Date
20 June 2018
Prof. Yuen Kwok-yung (center), the Chair Professor of Infectious Diseases of the department of microbiology HKU, led the research into organoids for infectivity prediction. Photo: HKU
Prof. Yuen Kwok-yung (center), the Chair Professor of Infectious Diseases of the department of microbiology HKU, led the research into organoids for infectivity prediction. Photo: HKU

HKU researchers claim organoid breakthrough for flu test

A group of microbiologists from the University of Hong Kong are said to have created an organoid that can be used to test the infectivity of flu viruses more efficiently.

Scientists from HKU’s department of microbiology, led by Professor Yuen Kwok-yung, collaborated with a Dutch research institute to develop a tissue culture which can prove useful to develop vaccines and medicines before virus outbreaks, according to an announcement.

The new organoid provides a better, cheaper, and more accurate alternative to similar tests that involve testing on mice, monkey, or extracted lung tissues, which can only live for 24-36 hours, Yuen said in a presentation this week.

The team used lung tissues as raw materials and extracted adult stem cells from the tissue and cultivated it into organoids.

The cultivation of organoid to mimic human organs from stem cell is the most difficult part, the professor explained.

An organoid is a miniature organ which can imitate certain functions of an organ, or in this case, airway which can produce mucus, enzyme, or ciliary movement.

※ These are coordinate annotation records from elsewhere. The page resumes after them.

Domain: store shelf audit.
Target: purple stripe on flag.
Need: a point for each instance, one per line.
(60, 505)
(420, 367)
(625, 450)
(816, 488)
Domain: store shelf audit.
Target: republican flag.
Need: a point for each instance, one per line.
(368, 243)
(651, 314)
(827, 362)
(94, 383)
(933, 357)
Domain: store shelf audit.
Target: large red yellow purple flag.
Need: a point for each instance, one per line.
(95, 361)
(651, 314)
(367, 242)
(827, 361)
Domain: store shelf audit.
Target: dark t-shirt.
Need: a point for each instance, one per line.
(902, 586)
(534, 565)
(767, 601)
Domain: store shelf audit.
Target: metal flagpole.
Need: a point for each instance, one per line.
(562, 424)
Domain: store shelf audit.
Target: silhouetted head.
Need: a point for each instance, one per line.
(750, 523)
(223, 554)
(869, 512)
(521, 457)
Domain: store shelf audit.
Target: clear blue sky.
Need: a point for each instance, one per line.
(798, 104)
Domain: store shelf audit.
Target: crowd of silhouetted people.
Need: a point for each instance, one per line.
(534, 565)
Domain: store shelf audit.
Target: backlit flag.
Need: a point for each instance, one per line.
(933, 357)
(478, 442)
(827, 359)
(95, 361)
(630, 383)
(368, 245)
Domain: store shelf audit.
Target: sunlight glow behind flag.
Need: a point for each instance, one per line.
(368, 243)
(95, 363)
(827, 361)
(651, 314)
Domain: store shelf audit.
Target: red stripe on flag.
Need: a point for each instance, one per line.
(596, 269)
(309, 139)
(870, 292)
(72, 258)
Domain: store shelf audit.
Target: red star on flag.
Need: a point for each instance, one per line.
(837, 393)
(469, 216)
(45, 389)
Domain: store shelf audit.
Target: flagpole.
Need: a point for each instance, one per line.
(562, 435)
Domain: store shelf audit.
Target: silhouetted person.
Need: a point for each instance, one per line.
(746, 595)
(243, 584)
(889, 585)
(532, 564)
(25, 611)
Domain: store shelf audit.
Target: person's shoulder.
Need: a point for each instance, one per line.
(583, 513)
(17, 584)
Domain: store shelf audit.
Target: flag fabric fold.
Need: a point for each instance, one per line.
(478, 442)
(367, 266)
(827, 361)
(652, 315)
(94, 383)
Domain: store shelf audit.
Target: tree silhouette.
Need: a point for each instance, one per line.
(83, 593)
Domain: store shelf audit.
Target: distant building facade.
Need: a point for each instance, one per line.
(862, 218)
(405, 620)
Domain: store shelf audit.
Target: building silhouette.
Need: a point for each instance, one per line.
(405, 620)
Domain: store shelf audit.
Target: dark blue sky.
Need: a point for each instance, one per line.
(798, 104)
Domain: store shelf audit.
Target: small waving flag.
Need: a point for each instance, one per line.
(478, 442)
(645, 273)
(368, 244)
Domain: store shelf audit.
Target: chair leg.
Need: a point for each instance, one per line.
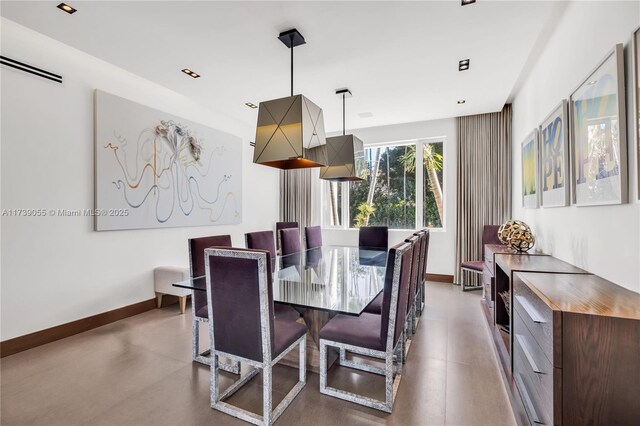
(323, 366)
(215, 390)
(343, 356)
(195, 339)
(469, 287)
(302, 374)
(388, 383)
(266, 395)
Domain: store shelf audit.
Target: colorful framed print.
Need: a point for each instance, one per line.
(554, 158)
(598, 135)
(635, 49)
(530, 171)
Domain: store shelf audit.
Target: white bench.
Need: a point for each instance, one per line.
(164, 277)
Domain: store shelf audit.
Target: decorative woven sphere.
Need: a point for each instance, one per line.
(517, 235)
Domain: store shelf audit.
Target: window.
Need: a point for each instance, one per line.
(394, 193)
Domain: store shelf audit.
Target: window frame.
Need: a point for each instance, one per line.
(419, 214)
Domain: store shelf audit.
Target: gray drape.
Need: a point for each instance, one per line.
(296, 196)
(484, 182)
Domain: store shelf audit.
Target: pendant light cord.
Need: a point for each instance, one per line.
(343, 108)
(291, 64)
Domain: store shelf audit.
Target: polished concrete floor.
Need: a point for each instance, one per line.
(138, 371)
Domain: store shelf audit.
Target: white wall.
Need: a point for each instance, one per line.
(56, 270)
(603, 240)
(442, 243)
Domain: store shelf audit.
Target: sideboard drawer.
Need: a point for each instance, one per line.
(537, 317)
(537, 402)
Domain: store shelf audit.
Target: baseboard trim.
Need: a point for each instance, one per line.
(440, 278)
(32, 340)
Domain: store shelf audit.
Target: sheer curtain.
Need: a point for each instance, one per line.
(484, 182)
(297, 191)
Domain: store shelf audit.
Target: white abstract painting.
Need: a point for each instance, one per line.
(156, 170)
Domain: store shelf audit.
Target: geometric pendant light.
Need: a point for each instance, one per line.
(290, 131)
(345, 153)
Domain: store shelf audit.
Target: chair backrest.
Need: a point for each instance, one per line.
(289, 241)
(313, 236)
(489, 236)
(416, 246)
(283, 225)
(262, 240)
(374, 237)
(240, 295)
(196, 261)
(395, 294)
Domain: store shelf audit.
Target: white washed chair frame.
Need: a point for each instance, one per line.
(391, 354)
(270, 415)
(205, 356)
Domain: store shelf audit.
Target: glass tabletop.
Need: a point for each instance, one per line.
(332, 278)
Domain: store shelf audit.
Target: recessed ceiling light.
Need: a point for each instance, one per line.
(66, 8)
(190, 73)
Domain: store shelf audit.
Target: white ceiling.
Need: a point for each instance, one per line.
(400, 59)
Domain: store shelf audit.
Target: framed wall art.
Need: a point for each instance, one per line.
(156, 170)
(530, 192)
(554, 158)
(635, 57)
(598, 134)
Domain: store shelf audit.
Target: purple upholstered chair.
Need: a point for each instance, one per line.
(489, 236)
(243, 328)
(198, 298)
(374, 237)
(283, 225)
(313, 236)
(379, 336)
(289, 241)
(263, 240)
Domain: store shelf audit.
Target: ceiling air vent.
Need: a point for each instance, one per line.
(21, 66)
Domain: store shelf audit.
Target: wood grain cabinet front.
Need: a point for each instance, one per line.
(576, 349)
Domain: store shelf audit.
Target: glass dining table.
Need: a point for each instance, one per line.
(321, 283)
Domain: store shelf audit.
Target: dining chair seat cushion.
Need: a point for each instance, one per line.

The three-dimensional airway organoids were then turned into a two-dimensional one on permeable membranes to simulate more accurately the process of infection in human respiratory system.

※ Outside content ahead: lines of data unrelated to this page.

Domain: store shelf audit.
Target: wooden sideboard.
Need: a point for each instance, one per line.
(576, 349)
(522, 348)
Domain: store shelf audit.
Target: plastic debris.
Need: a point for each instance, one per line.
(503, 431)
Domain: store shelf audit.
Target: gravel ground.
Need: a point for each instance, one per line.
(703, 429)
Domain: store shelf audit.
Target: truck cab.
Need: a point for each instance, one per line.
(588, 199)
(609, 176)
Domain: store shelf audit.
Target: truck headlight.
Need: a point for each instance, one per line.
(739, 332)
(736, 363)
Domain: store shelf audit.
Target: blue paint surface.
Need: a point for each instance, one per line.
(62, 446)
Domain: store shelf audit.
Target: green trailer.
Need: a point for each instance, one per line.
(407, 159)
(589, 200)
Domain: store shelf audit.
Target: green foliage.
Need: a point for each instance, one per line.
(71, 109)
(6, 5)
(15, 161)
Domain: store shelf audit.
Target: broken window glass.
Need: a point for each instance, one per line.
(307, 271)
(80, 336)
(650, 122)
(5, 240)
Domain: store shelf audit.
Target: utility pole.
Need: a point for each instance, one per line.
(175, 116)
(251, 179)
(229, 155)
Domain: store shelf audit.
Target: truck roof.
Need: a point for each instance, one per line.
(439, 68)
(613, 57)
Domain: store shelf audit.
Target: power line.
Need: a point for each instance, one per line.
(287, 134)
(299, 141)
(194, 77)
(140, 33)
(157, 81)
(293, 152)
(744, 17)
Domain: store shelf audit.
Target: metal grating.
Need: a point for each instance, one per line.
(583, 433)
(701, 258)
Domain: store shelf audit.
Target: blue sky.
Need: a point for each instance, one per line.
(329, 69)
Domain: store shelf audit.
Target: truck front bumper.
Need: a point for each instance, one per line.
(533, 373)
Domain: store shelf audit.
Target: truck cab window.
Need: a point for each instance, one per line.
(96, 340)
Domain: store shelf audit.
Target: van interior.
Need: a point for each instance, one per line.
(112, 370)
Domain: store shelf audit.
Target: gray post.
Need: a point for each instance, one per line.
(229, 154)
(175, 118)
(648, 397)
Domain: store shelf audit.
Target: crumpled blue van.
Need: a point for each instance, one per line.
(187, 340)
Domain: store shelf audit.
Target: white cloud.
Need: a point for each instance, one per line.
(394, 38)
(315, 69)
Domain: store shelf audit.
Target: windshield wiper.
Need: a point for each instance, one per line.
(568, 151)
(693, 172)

Two pairs of flu viruses were used to verify the effectiveness of the organoid test.

The first pair was the H7N9, a highly human infectious avian flu, and the H7N2, the flu which spreads among birds but not humans.

Another pair used was human H1N1, the swine flu virus that broke out in 2009, and the ‘classical’ H1N1, which only spread among pigs.

Tests showed the number of H7N2 and ‘classical’ H1N1 viruses on the organoid samples were a thousand times less than the H7N9 and human H1N1, proving the experiment successful, Yuen said.

The organoid can live for more than a year, repair itself and be produced in the laboratory as well, Yuen added.

The technology will be used to test for more than a hundred kinds of avian flu as well as a canine flu sample from Guangxi.

According to Zhou Jie, one of the researchers involved in the project, said the same test can be used to test the damage caused by air pollution to lungs.

The discovery has been published in the latest PNAS journal. Meanwhile, an application for patent in the US has been filed, according to the announcement.